Daniel Ben-Simon, a member of the Israeli parliament, the Knesset, examined the phenomenon of Jewish emigration in his book "French Bite." "Jews in France fear the day when the Muslims become a determining factor in French domestic politics," Ben-Simon told SPIEGEL ONLINE. "They fear that the country will no longer be safe for them at that point."


Even today, there are already "hundreds of anti-Semitic incidents" a year, committed mainly by Arab immigrants, says Zana. "This creates a great deal of pressure. How long can Jewish communities protect themselves from attacks with surveillance cameras?"


Threatening Atmosphere


Tel Aviv real estate agent Yitzhak Touitou confirms this trend. "About a third of my customers are Jews from France," says Touitou. It isn't just the very rich who are buying second homes in Israel. "Every French Jew who can somehow come up with the money is buying an apartment here," says Touitou.


Ben-Simon estimates that "almost one in two French Jews maintains a residence in Israel. It's a sort of insurance policy, just in case the situation in France gets even worse."


Touitou hears hair-raising stories from his clients when he's showing them property. "The atmosphere in France has become very threatening," he explains. "People no longer wear the kippah when they go out in public. They're afraid of being harassed."
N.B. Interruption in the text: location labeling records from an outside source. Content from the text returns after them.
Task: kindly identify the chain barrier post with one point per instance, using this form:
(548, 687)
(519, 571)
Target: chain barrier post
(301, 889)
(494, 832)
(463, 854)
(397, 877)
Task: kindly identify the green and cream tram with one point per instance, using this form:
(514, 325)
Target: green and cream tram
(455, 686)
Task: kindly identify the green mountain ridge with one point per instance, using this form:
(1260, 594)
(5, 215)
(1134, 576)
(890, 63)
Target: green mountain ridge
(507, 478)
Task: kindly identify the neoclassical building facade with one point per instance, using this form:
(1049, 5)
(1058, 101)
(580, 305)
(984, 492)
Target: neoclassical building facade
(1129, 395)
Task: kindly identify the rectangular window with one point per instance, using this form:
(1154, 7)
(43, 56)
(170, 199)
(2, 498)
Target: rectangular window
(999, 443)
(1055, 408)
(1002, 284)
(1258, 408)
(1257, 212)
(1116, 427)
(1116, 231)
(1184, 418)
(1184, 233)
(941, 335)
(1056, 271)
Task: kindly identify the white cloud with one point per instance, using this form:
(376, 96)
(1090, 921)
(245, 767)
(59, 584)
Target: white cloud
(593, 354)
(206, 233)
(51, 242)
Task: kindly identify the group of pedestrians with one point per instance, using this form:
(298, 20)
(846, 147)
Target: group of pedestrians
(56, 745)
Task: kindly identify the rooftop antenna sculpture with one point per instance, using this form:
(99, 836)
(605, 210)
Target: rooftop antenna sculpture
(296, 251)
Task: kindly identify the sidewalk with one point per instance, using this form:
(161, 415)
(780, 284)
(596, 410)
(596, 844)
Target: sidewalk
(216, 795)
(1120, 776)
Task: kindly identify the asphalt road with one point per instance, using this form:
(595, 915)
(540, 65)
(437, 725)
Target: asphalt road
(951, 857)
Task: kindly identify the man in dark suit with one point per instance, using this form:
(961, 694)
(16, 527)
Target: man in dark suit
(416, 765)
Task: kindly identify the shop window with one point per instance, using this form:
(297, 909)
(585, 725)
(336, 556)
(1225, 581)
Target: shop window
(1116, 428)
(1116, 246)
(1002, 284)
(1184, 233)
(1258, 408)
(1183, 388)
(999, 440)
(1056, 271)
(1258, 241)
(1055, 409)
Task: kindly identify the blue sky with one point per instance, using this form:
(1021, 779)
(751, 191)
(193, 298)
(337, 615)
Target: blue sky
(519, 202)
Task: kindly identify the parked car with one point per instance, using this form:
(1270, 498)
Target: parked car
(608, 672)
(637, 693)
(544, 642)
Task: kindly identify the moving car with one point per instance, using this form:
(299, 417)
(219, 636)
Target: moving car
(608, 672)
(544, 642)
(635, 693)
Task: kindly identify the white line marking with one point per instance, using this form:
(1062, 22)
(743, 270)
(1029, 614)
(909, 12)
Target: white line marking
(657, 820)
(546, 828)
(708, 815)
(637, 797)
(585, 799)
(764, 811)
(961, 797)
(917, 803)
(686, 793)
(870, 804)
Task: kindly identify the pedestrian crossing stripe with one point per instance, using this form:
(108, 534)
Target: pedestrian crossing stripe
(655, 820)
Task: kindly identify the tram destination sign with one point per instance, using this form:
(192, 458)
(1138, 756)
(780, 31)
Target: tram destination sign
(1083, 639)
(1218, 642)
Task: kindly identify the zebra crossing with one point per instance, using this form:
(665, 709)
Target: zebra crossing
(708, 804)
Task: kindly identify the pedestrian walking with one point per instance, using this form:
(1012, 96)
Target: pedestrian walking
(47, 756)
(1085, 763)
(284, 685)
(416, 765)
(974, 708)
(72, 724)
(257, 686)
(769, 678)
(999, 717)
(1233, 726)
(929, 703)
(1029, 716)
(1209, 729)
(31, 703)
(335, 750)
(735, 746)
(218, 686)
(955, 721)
There was a tragic irony to the Toulouse killings, says Touitou, whose mother-in-law is married to the founder of the Ozar Hatorah school where the murders took place. "I know the teacher who was shot dead," he explains. "He lived here in Israel until recently. It took them a long time to persuade him to go to Toulouse to teach Hebrew and religion there. And then he leaves the troubled Middle East and is murdered in France with his two children."


Responding to the attack, Vice Prime Minister Silvan Shalom has, like Sharon in 2004, invited France's Jews to move to Israel, but this time he couched the appeal in more cautious terms. Nevertheless, says Ben-Simon, the Israeli call could be successful. "If it emerges that the incident was indeed deliberately targeted against Jews, Israel can expect to see a wave of French Jews fleeing the country."